Why health IT in the workplace improves nursing staff satisfactionDate: June 23, 2016
While technology is advancing rapidly in most industries, technology improvements in the health care field can have life or death implications. Many of these advancements’ benefits are clear, such as improved patient outcomes, reduced overall costs and decreased hospital re-admission rates. However, patients are not the only people who are assisted by improvements in health IT. These tech resources can do a lot to improve the workplace environment and daily responsibilities of the nurses who work in the field, as well.
As demand for qualified nursing professionals increases across the U.S., retaining staff members by creating a positive work environment is critical for health care facilities. With proper implementation and training measures, health IT is one strategy that can improve nursing staff satisfaction rates.
Nurses and technology
The current demand for nurses is extremely high. According to the U.S. Bureau of Labor Statistics, jobs for nursing professionals are expected to increase by 16 percent between 2014 and 2024, a much faster than average rate across industries. Based on numbers reported by the bureau, that growth can lead to the addition of more than 400,000 jobs nationwide. Many of the new nurses that hospitals and other health care facilities are hiring already are accustomed to working with technology in every other area of their lives. In fact, they may have never worked or studied somewhere that did not require the use of computer and smartphone technology to complete regular tasks.
Many nurses — the younger generation in particular — will find it frustrating if they can cash a check, order a pizza and schedule a haircut all from the convenience of their phone, but they have to enter patient information in a paper chart by hand. A 2013 study by AMN Healthcare confirmed that younger nurses are more likely to agree that electronic medical records (EMRs) improve their job satisfaction. The organization found that 67 percent of nurses between the ages of 19 and 39 reported that they agreed or strongly agreed that this technology increased their job satisfaction, as opposed to 51 percent of nurses in the 40-to-54 age group and 45 percent of nurses age 55 and older. As nurses retire and the new generation steps in, the number of nurses who believe their workplace satisfaction is increased by health IT such as EMRs is likely to continue to grow.
Whatever the age of a nursing staff or its comfort level with modern technology, efficiency is likely something that any employee can agree is a positive thing.

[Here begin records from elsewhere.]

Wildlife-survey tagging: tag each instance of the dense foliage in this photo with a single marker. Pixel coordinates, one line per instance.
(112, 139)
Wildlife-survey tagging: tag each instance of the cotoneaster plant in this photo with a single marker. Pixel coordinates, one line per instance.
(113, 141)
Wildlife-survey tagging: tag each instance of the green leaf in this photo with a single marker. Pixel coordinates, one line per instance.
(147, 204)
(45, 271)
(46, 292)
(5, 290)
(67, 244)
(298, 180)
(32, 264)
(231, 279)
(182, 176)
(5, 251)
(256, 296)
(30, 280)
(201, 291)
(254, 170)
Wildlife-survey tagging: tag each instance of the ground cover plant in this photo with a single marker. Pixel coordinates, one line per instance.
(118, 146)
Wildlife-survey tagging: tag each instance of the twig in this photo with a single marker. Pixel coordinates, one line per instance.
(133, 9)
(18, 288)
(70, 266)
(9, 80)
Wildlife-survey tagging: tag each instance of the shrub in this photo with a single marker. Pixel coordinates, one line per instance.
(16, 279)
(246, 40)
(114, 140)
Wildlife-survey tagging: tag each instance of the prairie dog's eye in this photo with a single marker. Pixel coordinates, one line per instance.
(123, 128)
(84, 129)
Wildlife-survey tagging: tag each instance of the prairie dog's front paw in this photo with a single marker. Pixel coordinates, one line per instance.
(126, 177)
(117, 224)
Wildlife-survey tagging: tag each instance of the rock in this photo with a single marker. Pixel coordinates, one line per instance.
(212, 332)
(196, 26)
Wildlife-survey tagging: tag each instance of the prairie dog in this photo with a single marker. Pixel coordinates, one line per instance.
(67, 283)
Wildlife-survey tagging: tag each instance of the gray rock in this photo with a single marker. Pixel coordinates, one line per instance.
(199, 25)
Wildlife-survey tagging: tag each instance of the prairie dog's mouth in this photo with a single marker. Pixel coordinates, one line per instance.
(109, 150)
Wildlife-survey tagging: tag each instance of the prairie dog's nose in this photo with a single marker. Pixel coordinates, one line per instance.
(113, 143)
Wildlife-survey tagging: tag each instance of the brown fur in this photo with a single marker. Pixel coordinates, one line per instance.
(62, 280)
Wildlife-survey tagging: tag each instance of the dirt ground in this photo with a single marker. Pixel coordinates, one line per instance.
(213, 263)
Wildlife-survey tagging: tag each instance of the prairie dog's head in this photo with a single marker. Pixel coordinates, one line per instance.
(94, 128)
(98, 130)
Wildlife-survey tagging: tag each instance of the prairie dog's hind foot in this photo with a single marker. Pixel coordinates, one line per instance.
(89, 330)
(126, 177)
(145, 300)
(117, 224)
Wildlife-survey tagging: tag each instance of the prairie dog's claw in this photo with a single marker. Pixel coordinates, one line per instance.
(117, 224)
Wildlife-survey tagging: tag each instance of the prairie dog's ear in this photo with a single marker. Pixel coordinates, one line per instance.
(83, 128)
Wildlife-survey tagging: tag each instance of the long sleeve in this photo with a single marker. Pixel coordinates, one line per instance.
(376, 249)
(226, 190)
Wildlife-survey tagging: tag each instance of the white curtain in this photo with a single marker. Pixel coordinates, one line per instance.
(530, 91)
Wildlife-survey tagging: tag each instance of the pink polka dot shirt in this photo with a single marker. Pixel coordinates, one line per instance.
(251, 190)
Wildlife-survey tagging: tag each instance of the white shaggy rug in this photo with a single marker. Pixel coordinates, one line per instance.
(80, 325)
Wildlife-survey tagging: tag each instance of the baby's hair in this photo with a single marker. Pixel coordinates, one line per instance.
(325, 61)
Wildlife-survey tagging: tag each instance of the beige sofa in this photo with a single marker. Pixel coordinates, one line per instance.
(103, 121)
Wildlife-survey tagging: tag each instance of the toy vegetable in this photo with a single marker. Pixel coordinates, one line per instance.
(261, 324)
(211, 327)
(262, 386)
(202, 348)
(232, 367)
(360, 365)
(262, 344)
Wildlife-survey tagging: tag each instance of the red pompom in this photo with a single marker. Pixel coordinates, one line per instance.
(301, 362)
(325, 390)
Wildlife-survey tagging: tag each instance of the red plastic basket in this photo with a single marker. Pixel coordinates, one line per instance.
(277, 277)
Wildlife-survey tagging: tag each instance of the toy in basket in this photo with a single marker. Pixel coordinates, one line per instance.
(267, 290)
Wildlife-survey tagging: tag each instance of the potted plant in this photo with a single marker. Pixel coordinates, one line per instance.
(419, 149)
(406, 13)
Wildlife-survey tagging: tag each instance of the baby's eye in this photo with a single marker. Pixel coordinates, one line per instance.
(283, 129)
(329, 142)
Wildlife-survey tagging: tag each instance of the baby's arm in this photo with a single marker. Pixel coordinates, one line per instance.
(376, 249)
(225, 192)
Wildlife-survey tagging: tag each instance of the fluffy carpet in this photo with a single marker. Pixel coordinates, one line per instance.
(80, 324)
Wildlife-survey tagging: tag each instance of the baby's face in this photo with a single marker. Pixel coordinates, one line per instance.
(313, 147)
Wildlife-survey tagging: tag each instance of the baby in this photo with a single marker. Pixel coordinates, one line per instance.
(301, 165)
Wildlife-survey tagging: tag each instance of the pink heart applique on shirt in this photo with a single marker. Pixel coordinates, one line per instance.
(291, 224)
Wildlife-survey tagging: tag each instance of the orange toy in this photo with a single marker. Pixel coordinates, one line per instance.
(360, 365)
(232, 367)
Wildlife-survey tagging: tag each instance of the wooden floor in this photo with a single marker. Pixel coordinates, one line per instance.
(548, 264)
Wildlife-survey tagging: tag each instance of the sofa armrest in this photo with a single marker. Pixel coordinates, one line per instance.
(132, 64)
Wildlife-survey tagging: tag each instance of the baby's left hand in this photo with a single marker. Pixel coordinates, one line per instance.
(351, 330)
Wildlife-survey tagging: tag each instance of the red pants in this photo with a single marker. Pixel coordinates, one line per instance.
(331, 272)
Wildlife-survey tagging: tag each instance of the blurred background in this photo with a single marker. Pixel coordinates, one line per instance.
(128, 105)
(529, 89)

If a health care center wants to improve nursing staff satisfaction, one of the first things that should be examined is how nurses’ jobs can be made more efficient. This area is one in which health IT can play a significant role. When technology is implemented properly in health care, it can do a great amount to cut unnecessary tasks and shorten time on task, giving nurses more time to dedicate to direct patient care and other important responsibilities that will improve the performance of the health care organization.

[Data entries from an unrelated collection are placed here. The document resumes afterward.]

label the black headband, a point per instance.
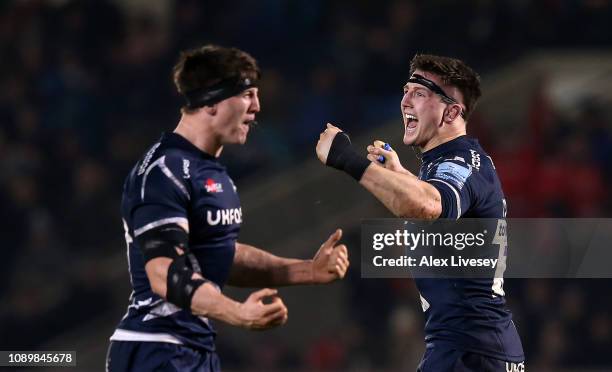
(422, 80)
(218, 92)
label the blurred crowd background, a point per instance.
(86, 86)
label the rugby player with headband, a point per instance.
(182, 216)
(467, 327)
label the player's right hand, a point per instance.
(257, 315)
(392, 162)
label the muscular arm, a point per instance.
(254, 267)
(402, 193)
(207, 300)
(210, 302)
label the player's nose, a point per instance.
(406, 101)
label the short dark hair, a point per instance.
(203, 67)
(453, 72)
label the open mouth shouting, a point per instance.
(410, 121)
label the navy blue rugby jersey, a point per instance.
(468, 314)
(175, 182)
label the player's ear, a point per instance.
(210, 110)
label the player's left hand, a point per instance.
(331, 261)
(325, 140)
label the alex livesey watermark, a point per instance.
(486, 248)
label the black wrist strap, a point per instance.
(343, 157)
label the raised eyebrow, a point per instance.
(417, 87)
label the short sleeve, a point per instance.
(451, 178)
(164, 195)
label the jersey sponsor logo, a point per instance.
(213, 186)
(454, 172)
(233, 185)
(224, 216)
(475, 159)
(515, 367)
(147, 159)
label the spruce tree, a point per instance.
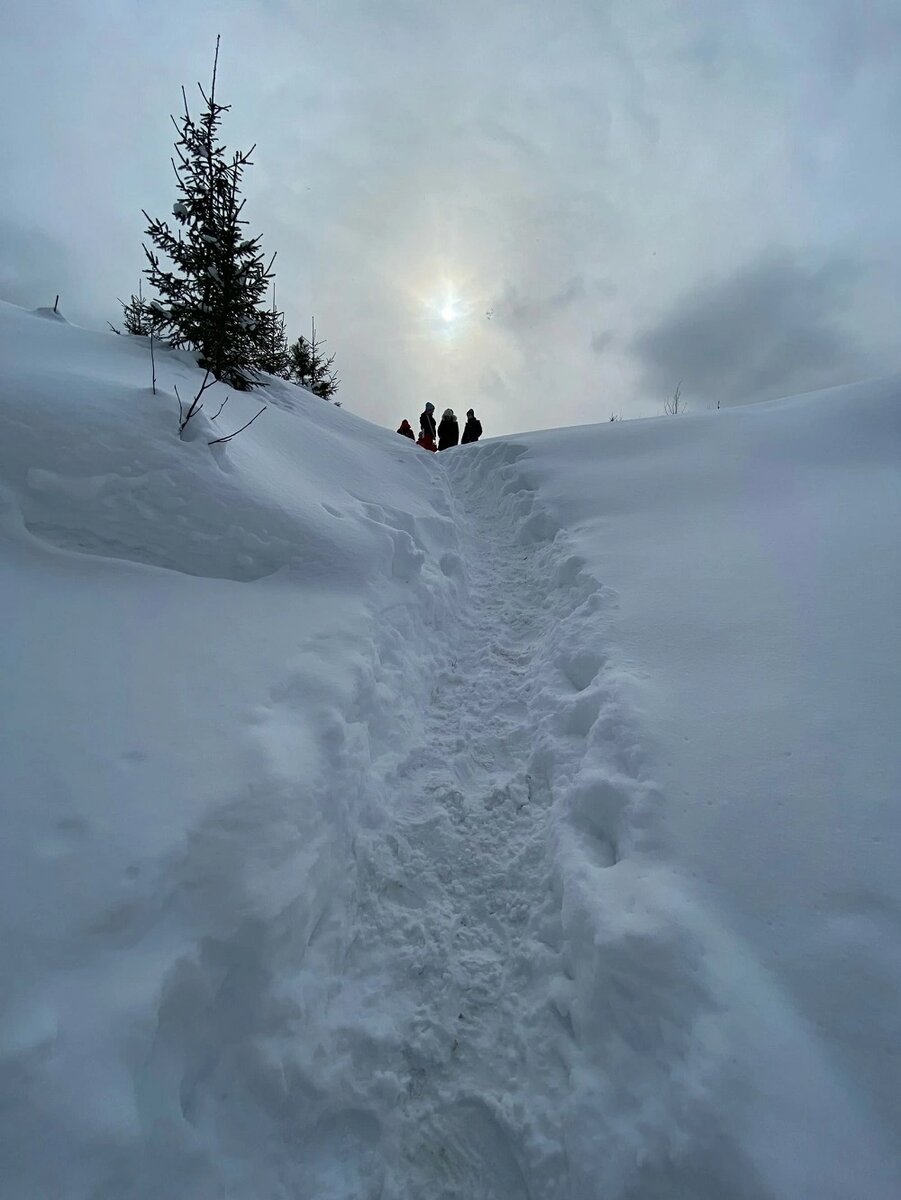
(300, 361)
(137, 315)
(323, 378)
(218, 277)
(274, 358)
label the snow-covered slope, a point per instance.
(516, 822)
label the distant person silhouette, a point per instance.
(426, 421)
(472, 430)
(448, 430)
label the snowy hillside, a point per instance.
(514, 822)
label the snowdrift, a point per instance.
(511, 822)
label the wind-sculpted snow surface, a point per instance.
(346, 808)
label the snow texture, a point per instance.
(511, 823)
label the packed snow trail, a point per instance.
(493, 1032)
(444, 989)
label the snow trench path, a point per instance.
(445, 971)
(454, 1017)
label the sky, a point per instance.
(552, 214)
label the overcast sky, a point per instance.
(605, 198)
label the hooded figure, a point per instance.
(472, 430)
(448, 430)
(426, 421)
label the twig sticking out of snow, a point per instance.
(194, 403)
(216, 441)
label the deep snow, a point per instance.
(516, 822)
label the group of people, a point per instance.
(446, 431)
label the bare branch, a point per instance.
(216, 441)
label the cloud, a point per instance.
(774, 328)
(600, 341)
(514, 309)
(34, 267)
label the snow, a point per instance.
(517, 821)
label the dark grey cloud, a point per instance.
(774, 328)
(565, 169)
(511, 307)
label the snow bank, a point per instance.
(205, 648)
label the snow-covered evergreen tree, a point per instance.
(300, 361)
(310, 367)
(137, 315)
(274, 358)
(218, 277)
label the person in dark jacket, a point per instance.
(448, 430)
(426, 421)
(472, 430)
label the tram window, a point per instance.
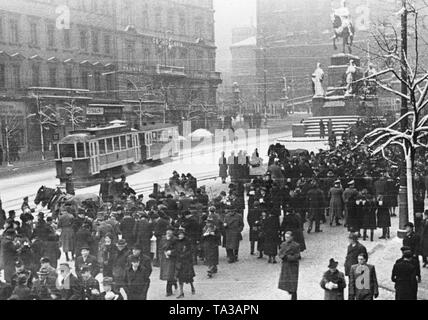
(66, 151)
(109, 145)
(123, 142)
(80, 150)
(116, 143)
(129, 141)
(102, 144)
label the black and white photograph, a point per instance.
(226, 151)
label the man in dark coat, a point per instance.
(87, 260)
(137, 278)
(127, 226)
(411, 239)
(405, 276)
(233, 226)
(68, 286)
(119, 265)
(333, 282)
(211, 240)
(354, 249)
(143, 233)
(90, 286)
(9, 254)
(168, 261)
(316, 206)
(289, 252)
(366, 289)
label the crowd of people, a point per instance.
(181, 226)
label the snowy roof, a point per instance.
(250, 42)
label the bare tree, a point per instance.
(46, 117)
(415, 120)
(72, 113)
(12, 125)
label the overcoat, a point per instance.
(404, 276)
(65, 222)
(184, 271)
(293, 222)
(167, 264)
(233, 229)
(338, 278)
(290, 255)
(424, 239)
(271, 231)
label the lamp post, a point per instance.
(403, 207)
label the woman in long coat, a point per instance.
(233, 225)
(65, 223)
(335, 277)
(383, 217)
(210, 243)
(271, 230)
(253, 216)
(184, 271)
(168, 260)
(293, 222)
(222, 163)
(289, 252)
(336, 203)
(369, 216)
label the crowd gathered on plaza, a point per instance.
(110, 252)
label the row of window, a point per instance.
(173, 21)
(52, 77)
(92, 40)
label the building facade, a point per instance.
(104, 57)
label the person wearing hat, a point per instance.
(9, 254)
(354, 249)
(86, 260)
(289, 253)
(367, 290)
(333, 282)
(184, 266)
(406, 274)
(44, 287)
(411, 238)
(67, 285)
(45, 264)
(109, 293)
(120, 262)
(20, 271)
(21, 290)
(336, 203)
(316, 206)
(348, 193)
(168, 260)
(65, 223)
(211, 239)
(137, 278)
(90, 286)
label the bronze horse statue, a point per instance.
(345, 32)
(56, 200)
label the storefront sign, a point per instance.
(94, 111)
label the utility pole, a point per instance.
(403, 203)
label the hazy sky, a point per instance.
(230, 14)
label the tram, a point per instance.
(89, 153)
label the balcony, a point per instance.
(170, 71)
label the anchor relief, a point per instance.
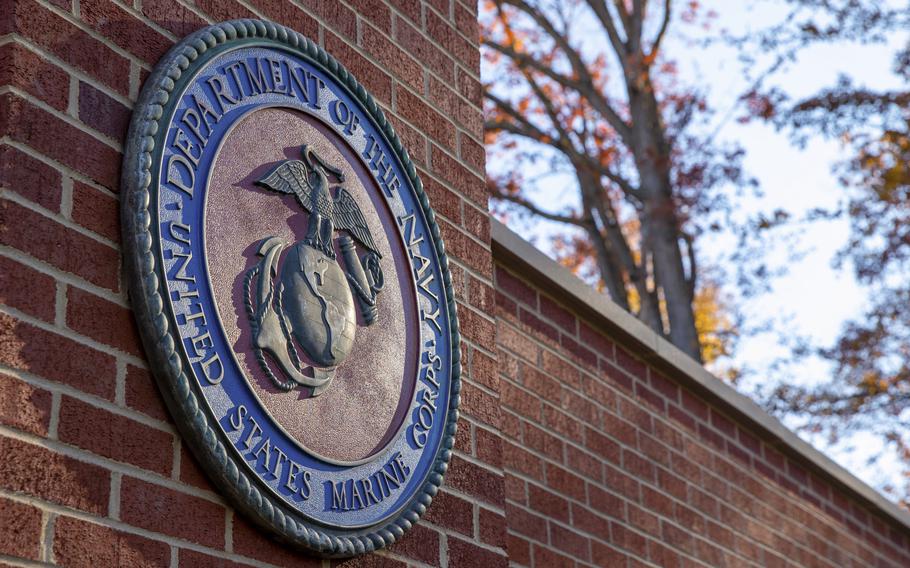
(300, 297)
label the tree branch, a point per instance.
(665, 23)
(606, 21)
(587, 90)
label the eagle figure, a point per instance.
(307, 181)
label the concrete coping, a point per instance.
(515, 252)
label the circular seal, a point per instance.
(291, 287)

Nurses are charged with many important responsibilities in patient care that require fast and effective decision-making. One way to empower decision-making on the job is to ensure that nursing staff have access to the tools that will help them to perform their jobs well. Health IT can give nurses tools that will increase their efficiency and abilities in the workplace.
Nurses also will feel more empowered in their roles — and consequently more satisfied in the workplace — if they have access to tools that will supplement their own knowledge and abilities. For example, mobile apps are increasingly being used to aid in decision-making in health care. In a 2015 study by the Columbia University Medical Center, smartphones and tablets were used by nurses when diagnosing patients with chronic health conditions, such depression, obesity and smoking. In the study, a mobile app guided nurses through diagnoses and supported their ability to identify these health conditions in patients. The mobile app, designed around evidence-based criteria, provided cues to assist nurses in speaking with the patient, such as reminding nurses to ask about chewing tobacco in addition to smoking habits.
Through empowerment, increased efficiency and modernized processes, health IT can improve the workplace experience for nurses, increasing their satisfaction levels and allowing them to focus on what they do best: caring for patients.